Aku selalu antusias kalau diminta membuat literasi singkat yang bisa menyentuh remaja, karena menurutku inti dari itu adalah memancing rasa ingin tahu dalam waktu singkat. Mulailah dengan hook yang relevan: kalimat pertama harus seperti percakapan yang bikin pembaca nempel — bisa berupa kutipan provokatif, adegan dramatis, atau pertanyaan yang orang muda bakal jawab di kepala mereka. Setelah itu, aku langsung menyorot satu atau dua elemen yang bikin novel itu spesial: karakter yang punya konflik batin, tema yang resonan (misalnya identitas, tekanan teman sebaya, atau teknologi), dan sebuah momen kunci yang mewakili perjalanan cerita.
Untuk gaya, aku pakai bahasa ringkas, gambar mental kuat, dan contoh konkret—misal menyebut bagaimana 'The Hunger Games' menempatkan protagonis dalam pilihan moral yang tak nyaman atau bagaimana 'Your Name' (kalau mau referensi anime) menempelkan emosi lewat detail sehari-hari. Jangan lupa sisipkan kalimat yang ngajak: ide diskusi singkat atau pertanyaan untuk feed komentar, lalu beri rekomendasi singkat untuk pembaca yang suka subgenre tertentu. Itu bikin literasi terasa dua arah.
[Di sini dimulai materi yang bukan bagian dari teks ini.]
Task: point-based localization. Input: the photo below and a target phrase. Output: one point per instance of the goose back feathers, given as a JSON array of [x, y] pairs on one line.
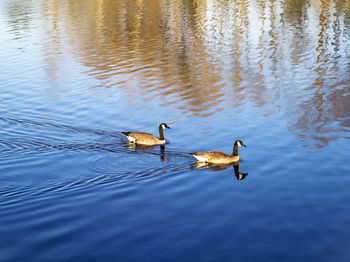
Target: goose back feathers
[[217, 157], [147, 139]]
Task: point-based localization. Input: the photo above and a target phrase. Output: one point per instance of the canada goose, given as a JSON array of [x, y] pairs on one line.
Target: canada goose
[[147, 139], [217, 157]]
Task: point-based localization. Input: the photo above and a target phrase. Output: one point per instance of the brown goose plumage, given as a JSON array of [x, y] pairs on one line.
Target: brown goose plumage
[[147, 139], [217, 157]]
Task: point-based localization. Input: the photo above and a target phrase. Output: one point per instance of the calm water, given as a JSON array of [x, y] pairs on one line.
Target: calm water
[[74, 74]]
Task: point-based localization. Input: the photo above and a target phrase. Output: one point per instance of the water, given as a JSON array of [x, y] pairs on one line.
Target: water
[[74, 74]]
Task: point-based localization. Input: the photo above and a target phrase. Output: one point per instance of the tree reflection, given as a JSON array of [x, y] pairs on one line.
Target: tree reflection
[[202, 57]]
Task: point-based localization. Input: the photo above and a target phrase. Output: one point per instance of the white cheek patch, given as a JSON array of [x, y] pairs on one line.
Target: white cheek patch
[[131, 139], [200, 158]]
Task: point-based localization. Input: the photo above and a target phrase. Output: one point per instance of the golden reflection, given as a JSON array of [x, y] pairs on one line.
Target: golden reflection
[[202, 57], [215, 167]]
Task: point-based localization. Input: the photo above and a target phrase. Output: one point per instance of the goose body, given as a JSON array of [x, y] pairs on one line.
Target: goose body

Terakhir, aku pastikan visual dan irama teks enak dibaca di layar: pargraf pendek, kata kunci tegas, dan emoji? Hati-hati pakai seperlunya. Intinya, literasi singkat yang efektif itu bukan hanya ringkasan—itu undangan singkat yang bikin remaja kepingin buka halaman pertama. Aku suka melihat komentar setelah membagikan ini; biasanya yang paling rame adalah rekomendasi alternatif dan pendapat unik dari pembaca.